Peak gas demand in eastern Australia (June through August) corresponds with the low season for LNG spot prices. The importer may therefore be able to take advantage of this seasonality to improve the LNG import economics. However, this would be unlikely to affect its relative price against gas diversions from the CSG-LNG projects as both are driven by the LNG spot price.
Importing gas also makes sense from a strategic perspective.
Companies that have existing pipeline capacity agreements are able to transport gas from Queensland to Victoria for less than the US$2.18/mcf that we have assumed. They would also have guaranteed pipeline access and so imports would be less attractive. But the movement of gas is more difficult and expensive for companies without these agreements, or without agreements spanning the whole route. For them, importing gas would avoid these costs, and access uncertainty.
Around 85% of Victoria's gas production comes from BHP/ExxonMobil through the Bass Strait JV and the small Minerva field (of which BHP has 90%). An LNG import terminal, which has an estimated annual cost of around US$60 million, would provide additional bargaining power to gas buyers. In AGL's case, this is only 7.5% of what it spent on gas in the 2016/2017 financial year. Even a potential import terminal could lead to gas purchase savings if the development is viewed as credible.
But the import terminal is an additional expense and adds risk to the gas buyer. It is a movement away from its core business and adds risk through additional exposure to the LNG spot price. There is an option to reduce some of this risk through contracting LNG, but that would reduce flexibility, fix costs to a degree and increase exposure to the LNG contract benchmark price.
As domestic legacy fields decline, diversions from the Queensland CSG-LNG projects are going to be the marginal supplier of gas. The projects are expected to continue to divert volumes into the market as domestic prices rise, and to avoid any political backlash due to shortages. But as we enter the next decade, our new Australia gas network modelling suggests that the amount of spare capacity available in the existing pipeline infrastructure connecting Queensland to the southern states will decrease, and available supply will likely fall below current demand estimates. So either additional sources of supply need to be found, new pipelines have to be constructed, or imports will be required.
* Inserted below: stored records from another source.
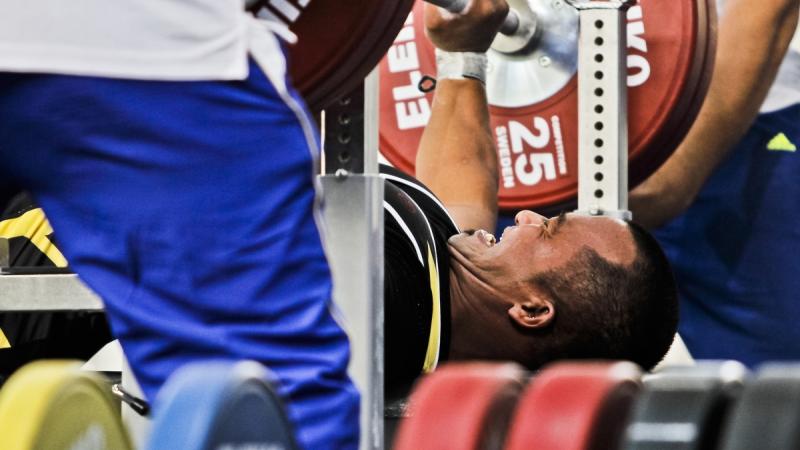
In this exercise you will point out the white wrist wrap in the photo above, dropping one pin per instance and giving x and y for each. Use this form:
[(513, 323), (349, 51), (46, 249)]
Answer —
[(461, 65)]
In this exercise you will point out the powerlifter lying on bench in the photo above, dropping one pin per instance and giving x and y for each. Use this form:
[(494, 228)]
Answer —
[(568, 287)]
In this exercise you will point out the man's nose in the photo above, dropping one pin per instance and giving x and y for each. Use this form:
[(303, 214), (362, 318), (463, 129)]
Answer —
[(528, 218)]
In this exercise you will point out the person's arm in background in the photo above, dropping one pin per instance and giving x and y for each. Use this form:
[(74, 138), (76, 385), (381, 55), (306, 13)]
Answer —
[(753, 39), (457, 159)]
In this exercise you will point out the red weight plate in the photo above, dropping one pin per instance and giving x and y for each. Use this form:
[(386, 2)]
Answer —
[(339, 42), (461, 407), (702, 78), (668, 52), (575, 406)]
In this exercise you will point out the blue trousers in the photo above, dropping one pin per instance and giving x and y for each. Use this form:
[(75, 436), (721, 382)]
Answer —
[(189, 207)]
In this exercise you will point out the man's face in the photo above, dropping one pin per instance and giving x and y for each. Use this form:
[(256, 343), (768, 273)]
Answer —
[(536, 245)]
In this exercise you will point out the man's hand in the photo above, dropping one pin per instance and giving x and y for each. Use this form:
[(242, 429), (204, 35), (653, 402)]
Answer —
[(457, 158), (472, 30)]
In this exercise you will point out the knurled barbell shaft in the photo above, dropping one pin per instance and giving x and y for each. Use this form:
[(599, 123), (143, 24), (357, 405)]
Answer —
[(511, 24)]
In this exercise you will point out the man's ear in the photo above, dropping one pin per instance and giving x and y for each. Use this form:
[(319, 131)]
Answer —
[(533, 313)]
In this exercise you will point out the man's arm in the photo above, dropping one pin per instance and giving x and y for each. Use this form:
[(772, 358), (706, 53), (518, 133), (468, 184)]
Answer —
[(753, 38), (457, 159)]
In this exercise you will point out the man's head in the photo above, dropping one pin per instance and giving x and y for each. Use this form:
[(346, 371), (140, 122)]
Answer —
[(567, 287)]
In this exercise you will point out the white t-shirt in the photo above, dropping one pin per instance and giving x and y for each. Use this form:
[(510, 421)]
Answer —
[(141, 39)]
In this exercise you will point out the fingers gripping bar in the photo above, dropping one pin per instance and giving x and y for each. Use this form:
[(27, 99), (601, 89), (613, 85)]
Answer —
[(511, 25)]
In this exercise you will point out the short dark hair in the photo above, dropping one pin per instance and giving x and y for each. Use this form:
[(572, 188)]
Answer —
[(610, 311)]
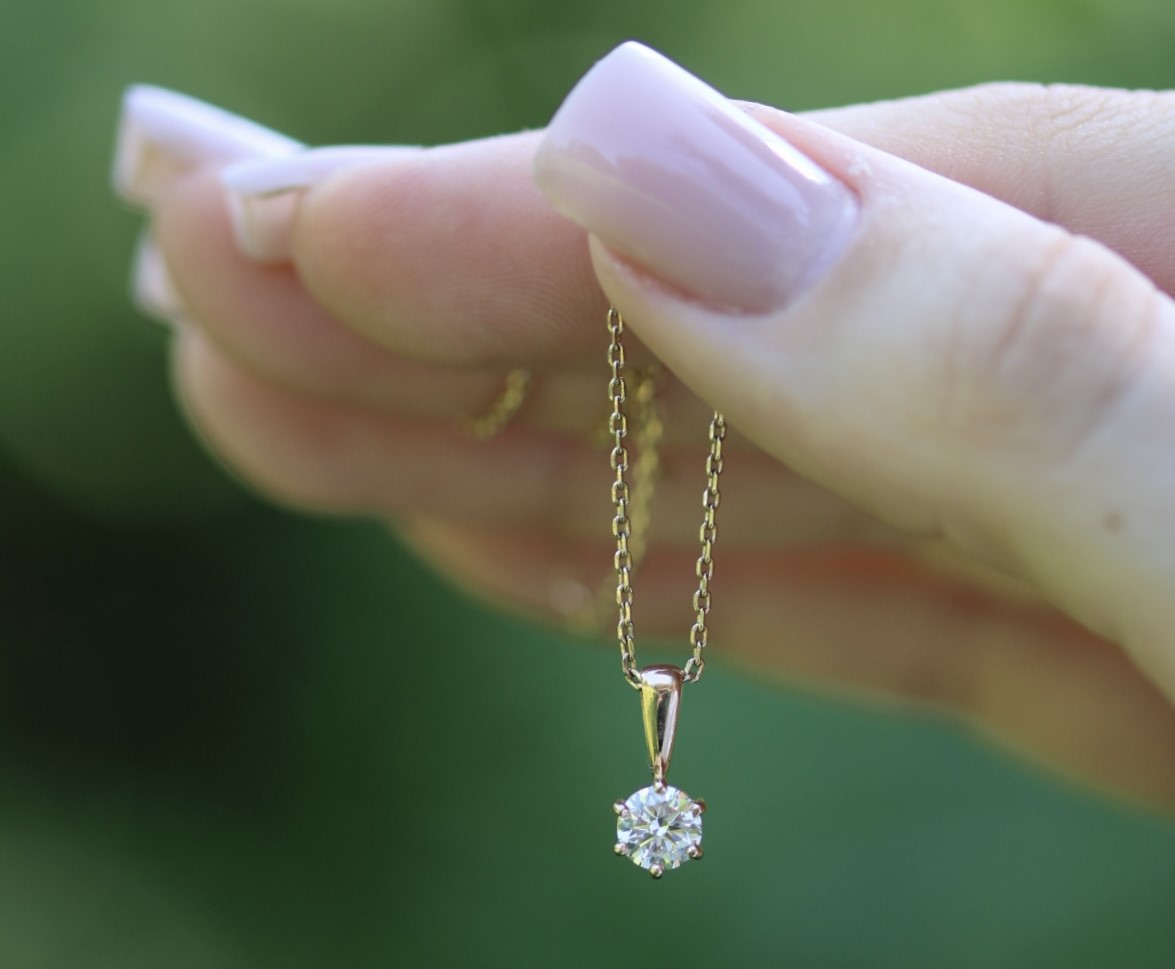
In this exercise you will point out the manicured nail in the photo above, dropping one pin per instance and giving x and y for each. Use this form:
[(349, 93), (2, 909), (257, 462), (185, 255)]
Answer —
[(673, 177), (263, 194), (162, 135), (150, 283)]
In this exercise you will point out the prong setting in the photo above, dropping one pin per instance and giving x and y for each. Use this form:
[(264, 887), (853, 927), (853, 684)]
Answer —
[(658, 828)]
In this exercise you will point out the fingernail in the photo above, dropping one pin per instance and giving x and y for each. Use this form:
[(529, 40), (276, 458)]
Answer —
[(150, 283), (673, 177), (163, 134), (263, 194)]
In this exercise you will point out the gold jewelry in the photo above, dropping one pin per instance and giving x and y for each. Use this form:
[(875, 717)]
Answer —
[(494, 419), (658, 827)]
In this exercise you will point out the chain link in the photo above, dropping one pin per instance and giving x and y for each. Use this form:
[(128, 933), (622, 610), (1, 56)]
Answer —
[(502, 410), (629, 538)]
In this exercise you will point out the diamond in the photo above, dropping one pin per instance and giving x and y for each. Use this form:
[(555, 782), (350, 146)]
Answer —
[(659, 828)]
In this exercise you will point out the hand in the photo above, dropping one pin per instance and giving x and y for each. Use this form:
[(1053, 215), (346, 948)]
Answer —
[(952, 472)]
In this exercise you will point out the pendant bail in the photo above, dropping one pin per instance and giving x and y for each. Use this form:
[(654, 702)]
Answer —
[(660, 698)]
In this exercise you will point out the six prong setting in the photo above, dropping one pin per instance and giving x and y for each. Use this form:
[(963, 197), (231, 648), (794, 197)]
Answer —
[(658, 828)]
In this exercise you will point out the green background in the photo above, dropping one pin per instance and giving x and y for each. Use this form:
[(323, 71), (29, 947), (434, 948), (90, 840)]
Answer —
[(232, 737)]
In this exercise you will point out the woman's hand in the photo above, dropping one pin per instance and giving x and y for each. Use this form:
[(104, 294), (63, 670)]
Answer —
[(951, 477)]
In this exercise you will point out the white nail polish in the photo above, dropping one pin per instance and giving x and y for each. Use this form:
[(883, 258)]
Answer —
[(163, 134), (152, 288), (263, 193)]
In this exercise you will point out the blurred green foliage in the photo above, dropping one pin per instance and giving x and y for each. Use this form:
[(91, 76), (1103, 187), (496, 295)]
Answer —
[(235, 738)]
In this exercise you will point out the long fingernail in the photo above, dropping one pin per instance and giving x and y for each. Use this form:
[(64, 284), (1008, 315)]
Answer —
[(150, 283), (163, 134), (263, 194), (673, 177)]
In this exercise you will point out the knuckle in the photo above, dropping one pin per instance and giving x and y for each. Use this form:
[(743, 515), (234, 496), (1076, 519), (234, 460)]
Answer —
[(1068, 342)]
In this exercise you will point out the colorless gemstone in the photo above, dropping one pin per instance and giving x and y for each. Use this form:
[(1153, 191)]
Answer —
[(657, 829)]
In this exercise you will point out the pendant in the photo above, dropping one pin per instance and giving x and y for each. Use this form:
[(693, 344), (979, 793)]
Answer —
[(659, 827)]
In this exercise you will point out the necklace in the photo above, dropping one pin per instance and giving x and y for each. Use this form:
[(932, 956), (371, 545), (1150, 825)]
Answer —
[(658, 827)]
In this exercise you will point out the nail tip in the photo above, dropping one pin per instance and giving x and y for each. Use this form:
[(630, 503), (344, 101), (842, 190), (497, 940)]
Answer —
[(161, 133), (153, 290), (671, 176)]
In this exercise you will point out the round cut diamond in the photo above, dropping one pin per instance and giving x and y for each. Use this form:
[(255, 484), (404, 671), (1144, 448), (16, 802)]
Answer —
[(657, 829)]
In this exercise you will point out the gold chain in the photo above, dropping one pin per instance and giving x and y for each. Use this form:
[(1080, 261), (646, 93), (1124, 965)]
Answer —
[(502, 410), (630, 539)]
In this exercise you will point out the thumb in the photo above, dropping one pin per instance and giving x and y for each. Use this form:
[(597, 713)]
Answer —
[(947, 361)]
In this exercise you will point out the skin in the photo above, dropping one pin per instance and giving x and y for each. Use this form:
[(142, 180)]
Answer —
[(949, 462)]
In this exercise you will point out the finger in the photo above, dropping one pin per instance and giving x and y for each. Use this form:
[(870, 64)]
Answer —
[(1047, 690), (915, 345), (263, 318), (1093, 160), (448, 255), (333, 457)]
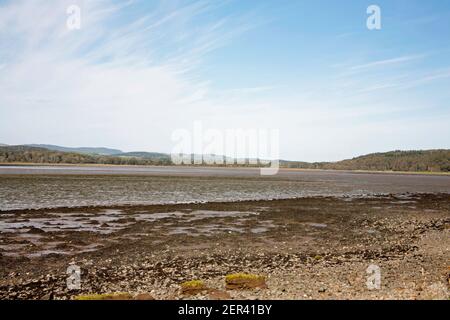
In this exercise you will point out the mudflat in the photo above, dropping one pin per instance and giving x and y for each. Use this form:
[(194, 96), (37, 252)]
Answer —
[(317, 247)]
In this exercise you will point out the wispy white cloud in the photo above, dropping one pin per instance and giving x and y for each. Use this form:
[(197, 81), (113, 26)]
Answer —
[(387, 62)]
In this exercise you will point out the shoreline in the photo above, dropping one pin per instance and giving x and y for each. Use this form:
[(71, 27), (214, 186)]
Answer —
[(87, 165), (144, 206)]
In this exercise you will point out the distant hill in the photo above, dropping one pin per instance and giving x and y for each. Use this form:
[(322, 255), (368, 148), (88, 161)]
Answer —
[(143, 154), (420, 160), (413, 161), (87, 150), (30, 154)]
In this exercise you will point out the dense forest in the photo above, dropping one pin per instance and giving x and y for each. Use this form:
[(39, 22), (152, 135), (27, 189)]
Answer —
[(28, 154), (429, 160)]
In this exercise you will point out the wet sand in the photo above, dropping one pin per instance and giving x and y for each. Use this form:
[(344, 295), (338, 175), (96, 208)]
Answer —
[(308, 248)]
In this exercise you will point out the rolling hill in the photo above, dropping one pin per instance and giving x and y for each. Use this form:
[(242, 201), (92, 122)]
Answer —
[(411, 161), (86, 150)]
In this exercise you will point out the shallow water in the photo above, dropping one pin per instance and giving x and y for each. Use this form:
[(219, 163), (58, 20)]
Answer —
[(48, 187)]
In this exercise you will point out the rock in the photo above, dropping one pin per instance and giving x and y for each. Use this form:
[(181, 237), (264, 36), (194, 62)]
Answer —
[(144, 296), (218, 295), (242, 281)]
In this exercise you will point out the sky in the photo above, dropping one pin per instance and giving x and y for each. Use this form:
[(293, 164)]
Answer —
[(137, 71)]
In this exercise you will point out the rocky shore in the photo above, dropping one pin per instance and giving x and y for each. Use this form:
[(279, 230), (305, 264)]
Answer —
[(309, 248)]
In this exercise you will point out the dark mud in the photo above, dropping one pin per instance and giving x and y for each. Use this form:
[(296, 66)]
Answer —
[(309, 248)]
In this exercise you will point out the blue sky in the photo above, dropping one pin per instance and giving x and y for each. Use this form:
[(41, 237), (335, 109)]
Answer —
[(138, 70)]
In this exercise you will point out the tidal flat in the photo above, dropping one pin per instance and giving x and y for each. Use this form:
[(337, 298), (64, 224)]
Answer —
[(311, 235)]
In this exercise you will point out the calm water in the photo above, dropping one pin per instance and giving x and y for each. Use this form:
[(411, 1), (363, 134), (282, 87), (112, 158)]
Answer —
[(62, 186)]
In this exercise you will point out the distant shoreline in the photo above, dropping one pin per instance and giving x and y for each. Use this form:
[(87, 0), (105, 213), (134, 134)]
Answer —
[(93, 165)]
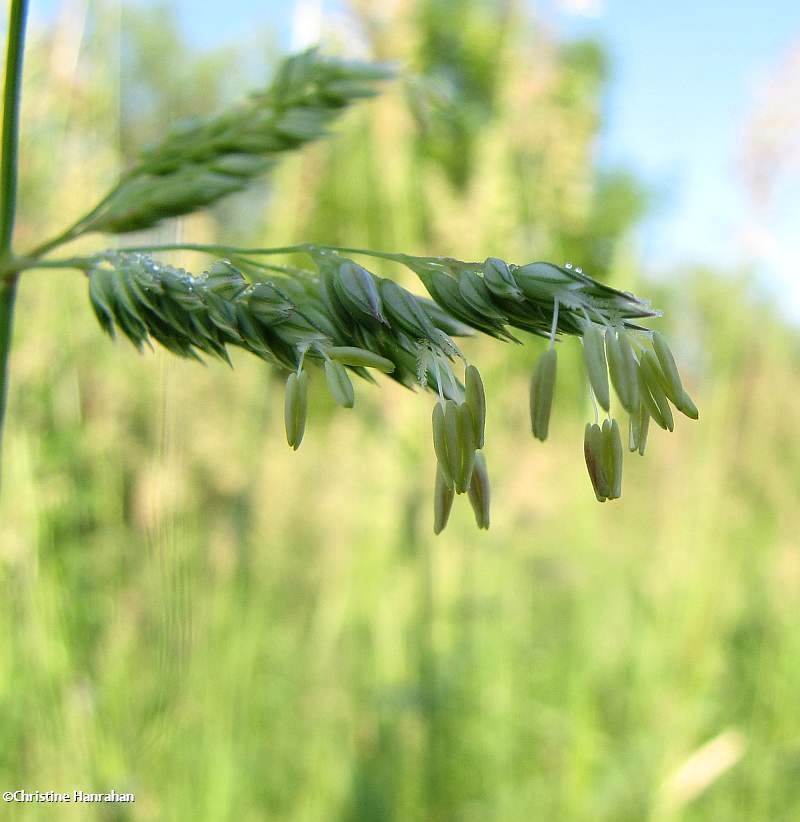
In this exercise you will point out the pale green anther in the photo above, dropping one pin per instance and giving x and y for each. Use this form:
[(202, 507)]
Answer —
[(443, 494), (339, 384), (453, 443), (594, 357), (475, 398), (500, 281), (479, 493), (541, 394), (612, 450), (622, 368), (672, 380), (295, 408), (644, 425), (686, 406), (629, 368), (648, 402), (593, 452), (350, 355), (466, 442), (637, 431), (654, 380), (440, 443)]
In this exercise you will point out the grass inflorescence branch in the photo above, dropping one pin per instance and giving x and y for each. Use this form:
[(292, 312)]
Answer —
[(350, 321), (337, 314)]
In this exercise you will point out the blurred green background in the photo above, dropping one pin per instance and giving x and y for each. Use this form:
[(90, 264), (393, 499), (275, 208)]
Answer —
[(192, 612)]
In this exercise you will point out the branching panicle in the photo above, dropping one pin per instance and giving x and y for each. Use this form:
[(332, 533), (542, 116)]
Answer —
[(344, 317)]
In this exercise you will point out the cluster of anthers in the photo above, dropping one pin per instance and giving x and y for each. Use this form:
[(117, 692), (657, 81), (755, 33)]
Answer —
[(349, 320)]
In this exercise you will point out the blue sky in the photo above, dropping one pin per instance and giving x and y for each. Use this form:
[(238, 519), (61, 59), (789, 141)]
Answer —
[(684, 80)]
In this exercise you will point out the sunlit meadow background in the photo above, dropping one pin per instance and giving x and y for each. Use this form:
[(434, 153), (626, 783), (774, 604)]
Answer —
[(192, 612)]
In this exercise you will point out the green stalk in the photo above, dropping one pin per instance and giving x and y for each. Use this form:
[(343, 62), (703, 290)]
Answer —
[(8, 187)]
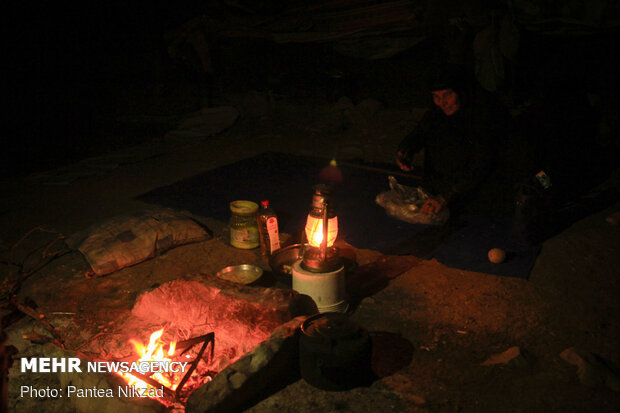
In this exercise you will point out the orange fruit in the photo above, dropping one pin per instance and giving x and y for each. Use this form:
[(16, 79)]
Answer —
[(497, 255)]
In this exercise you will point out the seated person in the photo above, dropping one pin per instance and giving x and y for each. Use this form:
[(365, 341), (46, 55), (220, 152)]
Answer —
[(462, 136)]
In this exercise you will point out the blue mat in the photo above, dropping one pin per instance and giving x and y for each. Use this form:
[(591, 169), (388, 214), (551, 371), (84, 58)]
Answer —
[(287, 182)]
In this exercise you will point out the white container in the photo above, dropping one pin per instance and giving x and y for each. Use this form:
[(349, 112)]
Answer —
[(327, 289)]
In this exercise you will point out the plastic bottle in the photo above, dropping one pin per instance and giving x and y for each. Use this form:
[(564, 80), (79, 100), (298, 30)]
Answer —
[(268, 229)]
If no new developments are sanctioned in south-eastern Australia, those markets will be relying on gas from Queensland and the declining Bass Strait. However, by 2028 there will be insufficient capacity in the existing pipeline network from Queensland to keep the region fully supplied. There is also considerable uncertainty around what volumes would be made available by the CSG-LNG projects, particularly as the projects begin to drill out their less productive acreage. If domestic prices are lower than the cost of development then no volumes will flow. The two supply solutions are the addition of extra pipeline capacity vs. an LNG import terminal, and it is likely that both will occur.
The above commentary is from Matt Howell, senior analyst, Australasia upstream, Wood Mackenzie.